Antitrust Laws and Capitalism: The Free Market Dystopia
by Hülya AFAT
A market is a place where people gather to purchase items, it also means the composition of the institutions and parties engage in exchange. The free market is a state of the market where there is no government intervention, nor regulations. Antitrust laws are the regulatory mechanisms and codes created by the governments for the markets in order to protect the consumers from unfair trades. In this article, I will explain the relation between the market mechanism and the government, and the inevitable failure of the free market in a world without perfect information.
The free market is argued to be able to “regulate itself” by setting the prices according to the demand, but in a world without perfect information, this is not that simple. First, we should define what perfect and imperfect information are; when both sides of the exchange have all the information about the product and the market, they are perfectly informed. When neither of the parties of the exchange has perfect information, we say that they are imperfectly informed about the market and the product. When one of the parties of the exchange has more information than the other, there is asymmetric information, this is also an imperfect information case. Since the perfect information cannot exist currently in any market on Earth, the “free market is able to regulate itself” argument falls into the category of ridiculous theories created by the rich people to justify their exploitation of the rest of the population. Let me elaborate on the last sentence: Current billionaires of the world are living the dream of the neoliberals from the 1940s which includes almost zero tax for the superrich, poor people are seen as failures, and nearly none of the basic needs of the humans are supplied by the government.
Without swerving from the main point, I need to give you some historical background of the “free market” idea. After the Great Depression in the early 1930s and World War 2 in the late 1930s and early 1940s, neoliberal economists from Europe decided to create a think tank in order to prevent the West from becoming totalitarian like USSR were at the time. The actual resource of the economists’ fear of totalitarian regime came from the experience of Hitler’s Europe, unfortunately, the socialist-like monetary policies of John M. Keynes, which were healing the West from economic and political disasters of the past at the time, did not help their concerns. The Mont Pèlerin Society was found in 1947 by F. A. Hayek and 35 other economists, politicians, and philosophers; and their aim was to liberate the West from the totalitarian regime and to make markets free of government intervention in order to achieve optimum efficiency. (1) Their idea of the neoliberal economy was inspired by the famous work of Adam Smith “The Invisible Hand”, we can summarize the book by saying competition brings efficiency to the market and the invisible hand of competition would balance the prices at an optimum level. Of course, these theories are not the reality of the marketplace at all. Because both Smith’s and Hayek’s idea of a free market depends on the perfect information which we cannot achieve even with today’s technology. Side note; we should keep it in mind that the neoliberal policy suggestions of Hayek at the beginning of the Great Depression not only did not make the situation better, even made it worse by delaying the obvious solution of establishing a welfare state.

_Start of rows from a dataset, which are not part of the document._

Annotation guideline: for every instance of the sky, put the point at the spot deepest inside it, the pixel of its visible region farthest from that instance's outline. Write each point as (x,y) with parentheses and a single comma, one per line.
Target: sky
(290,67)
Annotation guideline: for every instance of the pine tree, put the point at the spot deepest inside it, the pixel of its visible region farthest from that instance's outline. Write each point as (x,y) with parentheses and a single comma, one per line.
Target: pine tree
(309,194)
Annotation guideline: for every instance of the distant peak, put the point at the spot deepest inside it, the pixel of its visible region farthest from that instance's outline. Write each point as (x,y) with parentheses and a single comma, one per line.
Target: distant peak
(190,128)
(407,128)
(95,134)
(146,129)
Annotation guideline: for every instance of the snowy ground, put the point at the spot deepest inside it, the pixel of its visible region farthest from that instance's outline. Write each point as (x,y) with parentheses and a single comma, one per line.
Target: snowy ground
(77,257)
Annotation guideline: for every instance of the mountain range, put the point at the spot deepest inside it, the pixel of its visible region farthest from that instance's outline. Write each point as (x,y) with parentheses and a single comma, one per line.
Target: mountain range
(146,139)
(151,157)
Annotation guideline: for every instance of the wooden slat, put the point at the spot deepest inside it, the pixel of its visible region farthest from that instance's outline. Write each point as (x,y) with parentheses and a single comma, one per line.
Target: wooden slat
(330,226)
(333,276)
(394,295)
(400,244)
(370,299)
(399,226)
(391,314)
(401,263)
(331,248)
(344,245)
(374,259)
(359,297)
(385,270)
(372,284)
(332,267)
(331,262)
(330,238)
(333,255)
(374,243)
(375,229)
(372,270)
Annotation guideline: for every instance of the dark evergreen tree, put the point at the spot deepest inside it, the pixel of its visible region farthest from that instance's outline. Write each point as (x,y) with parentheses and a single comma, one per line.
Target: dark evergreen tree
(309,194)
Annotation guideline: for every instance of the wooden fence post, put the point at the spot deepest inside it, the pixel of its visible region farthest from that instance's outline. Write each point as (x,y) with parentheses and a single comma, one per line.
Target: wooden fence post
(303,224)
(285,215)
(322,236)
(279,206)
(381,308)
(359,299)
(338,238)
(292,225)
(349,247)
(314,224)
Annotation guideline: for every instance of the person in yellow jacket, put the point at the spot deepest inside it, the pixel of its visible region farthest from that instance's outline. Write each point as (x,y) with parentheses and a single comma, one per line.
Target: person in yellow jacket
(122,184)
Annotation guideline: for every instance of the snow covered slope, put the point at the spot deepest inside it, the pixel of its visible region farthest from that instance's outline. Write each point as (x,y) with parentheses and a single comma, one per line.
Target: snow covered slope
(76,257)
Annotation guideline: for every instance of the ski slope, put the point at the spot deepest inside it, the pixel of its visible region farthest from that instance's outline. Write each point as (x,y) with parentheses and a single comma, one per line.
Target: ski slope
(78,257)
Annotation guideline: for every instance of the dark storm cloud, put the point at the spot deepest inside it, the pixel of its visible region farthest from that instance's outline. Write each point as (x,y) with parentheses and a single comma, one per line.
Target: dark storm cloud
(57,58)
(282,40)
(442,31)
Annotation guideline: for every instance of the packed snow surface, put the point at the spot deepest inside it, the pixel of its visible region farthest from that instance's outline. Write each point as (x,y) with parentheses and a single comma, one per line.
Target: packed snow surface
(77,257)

The idea of the free market evolved into today’s capitalism with rapidly improving technology and its need for labor exploitation. Still, on a global scale, government sizes are not as small as neoliberals of the early 20th century dreamt them to be. Hence, this brings us to the topic of Antitrust and Competition Laws that governments are able to implement onto the market to “protect consumers from predatory business practices and ensure fair competition”. (2) However, the governments are usually on the corporates’ side in the consumer-supplier conflict, because corporates are seen as the backbone of the national and global economy. In most of the nation-wide and international markets, the most powerful ones are monopolies or oligopolies and they should be seen as a threat to the market mechanism rather than fundamental, they should be regulated more strictly rather than receive tax cuts in order to achieve economic growth via “trickle-down effect”. (3) I am in incredible need to criticize the inadequate attempts of governments to “regulate the markets” by establishing some codes that full of loopholes which allow corporates to easily go around them, and I have to remind you how easy for corporates to not pay taxes, receive tax discounts, or not get audited for their wrongfully reported taxes. The corporates are seen as the foundation of the market mechanism, in reality, they are the reason for the destructively high prices for basic human needs, unethically low wages for labor, and unfair competition and unbalanced opportunities between the corporates and the small businesses. Even if the free market is achievable with perfect information and able to regulate itself, as we can see it probably would not because of the already established violently competitive and consuming system of corporal oligopoly globally.
To conclude, we cannot say Antitrust Laws are useless, but there is always room to improve on the way to protect consumers and maintain a market environment healthy for both consumers and producers. On the other hand, the goal of the free market would not be beneficial to either party of the exchange without perfect information. The main reason we cannot achieve perfect information is the number of factors that go into both production and the consumption of the product, because an exchange with perfect information must include at least these elements: consumer’s preferences, any other substitute of the product and their prices, quality of the product, the production cost of the product, consumer’s ability to afford any other price of the product, etc. Even with internet shopping, we fail to collect some of these data. I have to admit, we are closest to achieving perfect information as a society than we have ever been, however, it is still not enough for the free market to exist.